What's been the best thing to happen in your career so far? "Being picked up by Jumbled is certainly a highlight - it is so heart-warming to have your work noticed and recognised by others. I've worked on large murals, painted for high profile clients, attended trade shows... but I think the best thing that has happened is that I haven't given up. I've certainly come very close, a number of times, but pushing through that barrier of self doubt has been the biggest reward I can think of so far."
What does a standard day look like for you? "A standard day for me has no set order, but include a list of activities in order to keep me mentally and physically at peace. A relatively normal day would be waking early, exercising, maybe meeting my sister and niece for a coffee, and then getting to the studio mid morning. I used to try and paint for 8-9 hours a day, but there's no longevity in that; its so exhausting! So now I paint for 5-6 hours, do some admin, paint a little more... there's no set routine.
A big part of working creatively is the 'work' you do outside of the studio; collecting experiences, noticing colours in nature, reading etc - so it's good to step outside my practise to collect inspiration and restore calmness."
When are you at your happiest? "This question has taken me so long to work out! But I now know its when I am surrounded by family and friends, I've got a healthy rhythm of exercise flowing, I'm reading broadly, indulging frequently, owning very little and painting at a consistent and sustainable level. I don't believe in the search for happiness as much as I do in simply feeling balanced, which I also find through listening to others and being able to offer advice or a safe space with which they can land. I'm generally just a super sensitive person, so being wrapped up in a rug, with a tea, reading and questioning our existence is pretty standard for me."
The Jumbled Quickie
- The first thing you do when you have spare time: Bake, get outside into fresh air, read things that are probably a little too dark
- Guilty pleasure: Hot chippies and a rose!

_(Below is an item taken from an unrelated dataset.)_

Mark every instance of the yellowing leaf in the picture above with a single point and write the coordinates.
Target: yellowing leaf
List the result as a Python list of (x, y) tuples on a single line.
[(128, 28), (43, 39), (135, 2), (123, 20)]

- Dream Collaboration: Kip and Co, TOMS Organic, Thankyou
- Hidden Talent: Waking up to find I've folded my pyjamas that I was wearing into a neat, army-style square at the bottom of my bed without realising
- One thing from your bucket list: Build a home near a big tree and have afternoon tea under it every Sunday
- Favourite Spotify Playlist: I listen to all kinds of random things, especially when I paint. At the moment there's been a lot of Ludovico Einaudi
- Go-to meal to cook when you have friends over?: Anything baked - crumbles, banana bread, tarts, all the good things.
- Craziest thing you've ever done? Booked a ticket to Nepal with two weeks notice, and went and trekked the highest pass in the world alone for 14 days - as my first solo travel experience.
- Last book you read: No Friend But the Mountains by Behrouz Boochani, and I'm currently reading Mating in Captivity by Esther Perel (I highly recommend both!)
- Current Netflix addiction: Bodyguard
- Song that gets you on the dancefloor: Shake Your Groove Thing!